Sheila was different.
She was quite unlike the child that he had known in Cidoton, peevish and fretful, and continually crying without energy.
The old man tried a variety of ways to rouse her interest, without a great deal of success.
An hour and forty minutes later, when he was thoroughly worn out, the train for Dijon pulled into the station.
It was very full, but he managed to find one seat in a first-class carriage and took Sheila on his knee, where she fell asleep again before so very long.
Ronnie stood by the door looking out of the window, chattering in French to a fat old woman in a corner.
Presently this woman leaned forward to Howard.

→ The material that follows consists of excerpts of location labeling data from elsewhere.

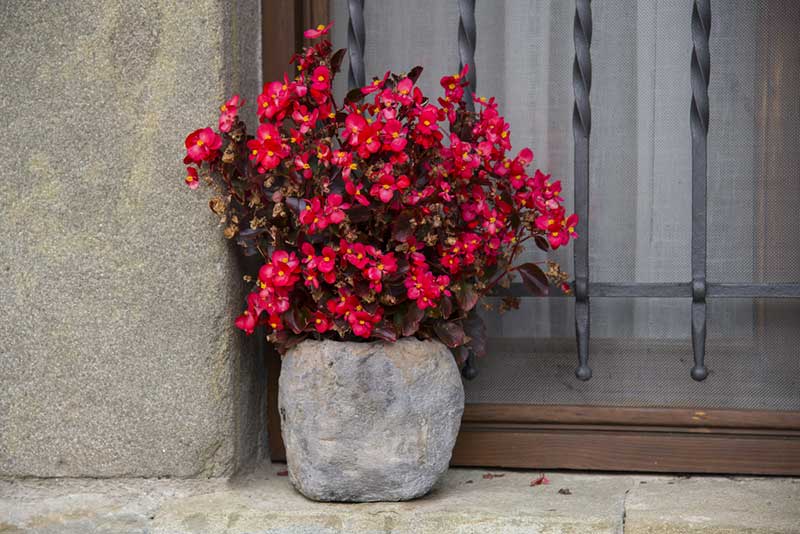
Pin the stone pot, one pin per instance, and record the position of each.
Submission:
(369, 421)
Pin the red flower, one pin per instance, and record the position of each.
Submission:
(272, 103)
(321, 78)
(282, 271)
(387, 185)
(267, 149)
(228, 112)
(394, 136)
(354, 126)
(302, 166)
(247, 322)
(355, 190)
(334, 208)
(303, 118)
(370, 141)
(361, 322)
(327, 262)
(319, 31)
(321, 322)
(356, 255)
(428, 120)
(202, 145)
(275, 322)
(361, 209)
(191, 178)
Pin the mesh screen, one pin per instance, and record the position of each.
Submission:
(640, 155)
(640, 221)
(640, 172)
(754, 143)
(639, 362)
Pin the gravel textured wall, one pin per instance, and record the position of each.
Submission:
(118, 356)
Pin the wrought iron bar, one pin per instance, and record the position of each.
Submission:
(466, 45)
(581, 127)
(356, 35)
(698, 117)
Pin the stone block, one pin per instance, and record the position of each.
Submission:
(118, 356)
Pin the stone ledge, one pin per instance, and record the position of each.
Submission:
(465, 502)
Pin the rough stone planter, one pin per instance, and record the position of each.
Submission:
(369, 421)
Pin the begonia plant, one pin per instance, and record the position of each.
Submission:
(381, 216)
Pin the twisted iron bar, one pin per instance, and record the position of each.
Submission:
(356, 35)
(466, 44)
(581, 127)
(698, 118)
(582, 68)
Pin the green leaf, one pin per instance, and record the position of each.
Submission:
(534, 279)
(450, 333)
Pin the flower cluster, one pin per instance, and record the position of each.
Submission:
(381, 216)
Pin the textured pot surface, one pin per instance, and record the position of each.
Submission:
(369, 421)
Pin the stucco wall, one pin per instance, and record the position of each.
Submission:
(117, 352)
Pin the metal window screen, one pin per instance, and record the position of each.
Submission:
(640, 178)
(640, 174)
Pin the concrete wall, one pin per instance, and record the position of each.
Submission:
(118, 356)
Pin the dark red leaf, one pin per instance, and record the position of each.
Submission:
(402, 228)
(542, 243)
(446, 306)
(295, 204)
(412, 319)
(467, 297)
(385, 331)
(534, 279)
(450, 333)
(295, 320)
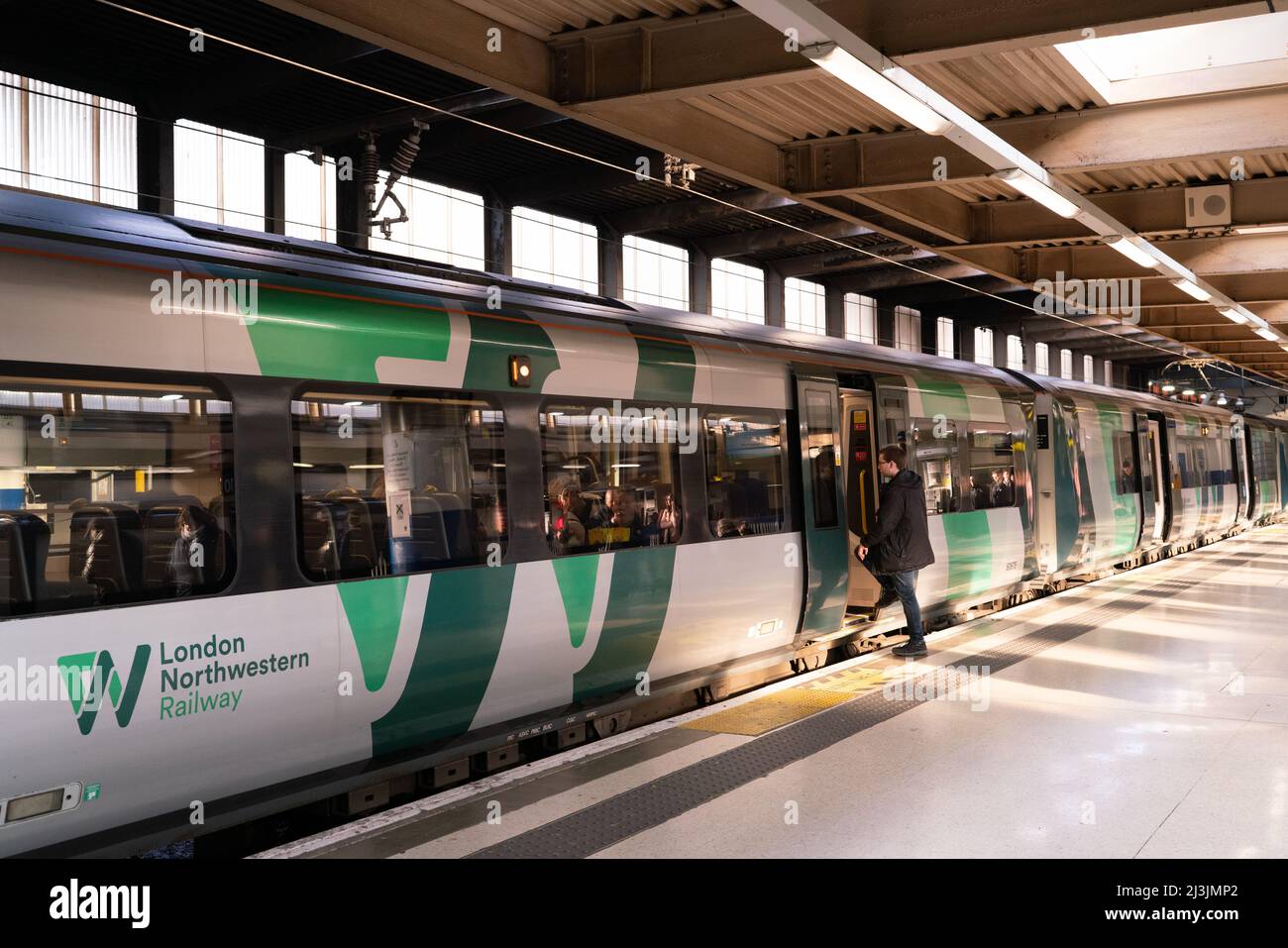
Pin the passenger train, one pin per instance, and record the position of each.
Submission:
(355, 523)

She said: 'Your little one has fever, is it not so?'
Startled, he said in French:
'But no.
She is a little tired.'
She fixed him with beady black eyes.
'She has a fever.
It is not right to bring a child with fever in the train.
It is not hygienic.
I do not like to travel with a child that has a fever.'
'I assure you, madame,' he said, 'you deceive yourself.' But a horrible suspicion was creeping over him.
She appealed to the rest of the carriage.
'I,' she ejaculated, '- it is I who deceive myself, then!
Let me tell you, m'sieur, it is not I who deceive myself.
But no, certainly.
It is you, m'sieur, truly, you who are deceived.
I tell you that your little one has fever, and you do very wrong to bring her in a train with others who are healthy.
Look at her colour, and her skin!
She has scarlet fever, or chicken-pox, or some horrible disease that clean people do not get.'
She turned vehemently to the others in the carriage.
'Imagine, bringing a child in that condition in the train!'
There was a grunt from the other occupants.
One said:
'It is not correct.
It should not be allowed.'
Howard turned to the woman. 'Madame,' he said, 'you have children of your own, I think?'
She snorted at him.
'Five,' she said.
'But never have I travelled with a child in that condition.
It is not right, that.'
He said: 'Madame, I ask for your help.
These children are not my own, but I am taking them to England for a friend, because in these times it is better that children should be in their own country.
I did not know the little one was feverish.
Tell me, what would you do, as her mother?'
She shrugged her shoulder, still angry.
'I?
I have nothing to do with it at all, m'sieur, I assure you of that.
I would say, let children of that age stay with their mother.
That is the place for such children.
It is getting hot and travelling in trains that gives children fever.'
With a sinking heart Howard realised that there was some truth in what she said.
From the other end of the carriage somebody said:
'English children are very often ill.
The mothers do not look after their children properly.